The dessert is made of several layers: a pâte sablée with orange marmalade, a flavored whipped cream topped with fresh orange segments and served with a caramel and orange sauce. You build the dessert upside down, freeze it briefly, and then unmold the dessert so that the bottom layer (the orange segments) becomes the top layer.
I spent parts of two days making this dessert. On the first day I segmented the oranges, a "first" for me. I went online to watch a YouTube instructional video in order to learn the skill. It's not all that difficult, but was fairly time consuming and messy (I had orange juice running down my arms and off my elbows!) to do all eight of the oranges called for in this recipe. But it was worth it, for when I was done I had the most beautiful bowlful of pure, pithless, membraneless orange segments that I've ever seen.
On day-one I also cooked up the orange caramel sauce, since the segmented oranges needed to marinate overnight in half of the sauce. And, finally, I made the orange marmalade.
I have never cared for orange marmalade, but this homemade version was really good. The thin-sliced orange (just one orange) was blanched three times (bring to a boil, simmer for ten minutes, pour off the hot water, add fresh cold water, and start over -- times three). This is what takes the bitterness out of the orange peel, and it ended up sweet with almost no bitterness.
The next day I baked the pâte sablée (a rich, sweet tart pastry) and whipped up the orange flavored whipped cream, which also had gelatin as a component.
Putting it together, after all the parts were prepared, was quick and easy. The tian went into the freezer for awhile, and then was unmolded. I held my breath on this step, hoping that it would come out of the spring-form cake pan in one beautiful piece.
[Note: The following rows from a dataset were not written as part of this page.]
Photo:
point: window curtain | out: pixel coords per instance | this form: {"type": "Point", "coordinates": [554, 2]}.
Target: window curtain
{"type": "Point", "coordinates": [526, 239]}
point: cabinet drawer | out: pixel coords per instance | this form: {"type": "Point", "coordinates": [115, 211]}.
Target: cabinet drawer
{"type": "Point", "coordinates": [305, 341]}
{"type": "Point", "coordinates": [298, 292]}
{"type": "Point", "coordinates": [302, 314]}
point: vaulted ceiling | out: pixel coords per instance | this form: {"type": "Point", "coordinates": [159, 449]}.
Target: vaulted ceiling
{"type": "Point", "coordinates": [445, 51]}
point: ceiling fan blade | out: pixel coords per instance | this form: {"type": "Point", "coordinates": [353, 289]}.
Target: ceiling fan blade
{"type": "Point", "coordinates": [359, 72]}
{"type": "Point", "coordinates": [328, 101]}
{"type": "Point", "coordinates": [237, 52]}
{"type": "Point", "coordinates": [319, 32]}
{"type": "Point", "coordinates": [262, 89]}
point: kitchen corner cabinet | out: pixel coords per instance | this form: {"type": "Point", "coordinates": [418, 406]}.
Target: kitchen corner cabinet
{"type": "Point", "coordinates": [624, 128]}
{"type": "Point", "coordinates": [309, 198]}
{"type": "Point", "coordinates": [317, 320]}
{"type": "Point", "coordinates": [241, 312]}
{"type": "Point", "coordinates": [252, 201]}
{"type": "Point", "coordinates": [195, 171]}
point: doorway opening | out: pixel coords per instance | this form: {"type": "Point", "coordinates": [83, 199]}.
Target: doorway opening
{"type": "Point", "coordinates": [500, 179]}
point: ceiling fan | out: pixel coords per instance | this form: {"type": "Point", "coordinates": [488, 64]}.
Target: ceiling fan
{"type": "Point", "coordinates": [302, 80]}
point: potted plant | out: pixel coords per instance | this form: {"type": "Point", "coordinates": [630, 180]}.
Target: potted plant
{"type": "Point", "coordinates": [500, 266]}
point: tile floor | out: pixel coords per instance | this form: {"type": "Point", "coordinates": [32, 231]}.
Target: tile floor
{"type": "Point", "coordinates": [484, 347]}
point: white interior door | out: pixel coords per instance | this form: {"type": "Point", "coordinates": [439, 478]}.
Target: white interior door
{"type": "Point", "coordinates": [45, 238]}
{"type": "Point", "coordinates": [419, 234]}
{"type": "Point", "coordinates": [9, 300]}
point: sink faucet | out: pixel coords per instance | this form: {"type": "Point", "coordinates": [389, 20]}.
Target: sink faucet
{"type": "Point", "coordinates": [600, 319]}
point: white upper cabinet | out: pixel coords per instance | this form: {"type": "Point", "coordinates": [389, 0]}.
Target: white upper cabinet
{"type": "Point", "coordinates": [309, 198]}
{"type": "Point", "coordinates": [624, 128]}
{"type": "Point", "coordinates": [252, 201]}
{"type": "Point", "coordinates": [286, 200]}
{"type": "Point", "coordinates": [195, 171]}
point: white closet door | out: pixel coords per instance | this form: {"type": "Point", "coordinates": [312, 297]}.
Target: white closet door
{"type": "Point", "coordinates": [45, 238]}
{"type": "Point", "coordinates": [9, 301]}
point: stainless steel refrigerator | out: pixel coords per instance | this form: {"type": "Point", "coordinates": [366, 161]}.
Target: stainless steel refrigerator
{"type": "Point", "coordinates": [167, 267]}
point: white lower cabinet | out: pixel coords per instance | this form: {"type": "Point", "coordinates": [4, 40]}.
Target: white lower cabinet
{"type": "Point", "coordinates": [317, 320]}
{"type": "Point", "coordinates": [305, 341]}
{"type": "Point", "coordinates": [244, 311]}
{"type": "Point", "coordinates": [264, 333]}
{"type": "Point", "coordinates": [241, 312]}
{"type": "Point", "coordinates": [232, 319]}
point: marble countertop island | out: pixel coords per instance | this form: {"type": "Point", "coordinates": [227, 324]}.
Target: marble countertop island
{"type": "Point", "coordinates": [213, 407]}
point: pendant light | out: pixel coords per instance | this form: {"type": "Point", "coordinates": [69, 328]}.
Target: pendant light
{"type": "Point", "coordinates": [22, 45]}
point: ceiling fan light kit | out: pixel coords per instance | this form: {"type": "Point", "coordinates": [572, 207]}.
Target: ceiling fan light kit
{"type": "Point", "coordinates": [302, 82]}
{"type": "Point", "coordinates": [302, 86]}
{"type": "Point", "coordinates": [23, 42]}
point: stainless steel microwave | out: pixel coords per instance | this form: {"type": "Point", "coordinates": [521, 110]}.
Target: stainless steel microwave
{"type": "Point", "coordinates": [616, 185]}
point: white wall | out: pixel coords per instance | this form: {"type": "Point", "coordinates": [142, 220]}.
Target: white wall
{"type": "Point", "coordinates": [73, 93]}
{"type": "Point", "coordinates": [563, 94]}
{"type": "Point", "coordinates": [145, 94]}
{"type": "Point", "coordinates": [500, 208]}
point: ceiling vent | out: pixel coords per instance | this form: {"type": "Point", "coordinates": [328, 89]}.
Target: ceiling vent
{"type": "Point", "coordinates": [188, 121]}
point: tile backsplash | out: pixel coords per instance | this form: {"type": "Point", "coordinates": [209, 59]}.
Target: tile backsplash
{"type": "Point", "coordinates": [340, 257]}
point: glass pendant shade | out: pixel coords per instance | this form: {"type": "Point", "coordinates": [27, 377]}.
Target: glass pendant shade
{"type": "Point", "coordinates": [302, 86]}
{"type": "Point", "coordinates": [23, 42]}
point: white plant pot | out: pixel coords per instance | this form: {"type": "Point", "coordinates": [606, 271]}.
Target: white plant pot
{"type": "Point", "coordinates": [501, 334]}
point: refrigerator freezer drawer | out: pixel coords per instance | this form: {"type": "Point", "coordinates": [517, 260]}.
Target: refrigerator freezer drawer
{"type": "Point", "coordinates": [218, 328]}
And it did!
I put it back into the freezer while I heated up the remaining caramel sauce, and then sliced two pieces - one for Dan and one for me - and drizzled the caramel sauce over top.
It is a refreshing dessert, probably best suited for a summer evening. It isn't in the running for my favorite Daring Baker dessert, but it was fun to do, posed some new challenges, and was definitely a treat for the eyes. This would be an easy recipe to vary -- using peaches, strawberries or cherries, for instance, instead of fresh oranges. I think I might like it better, in fact, made with a different fruit.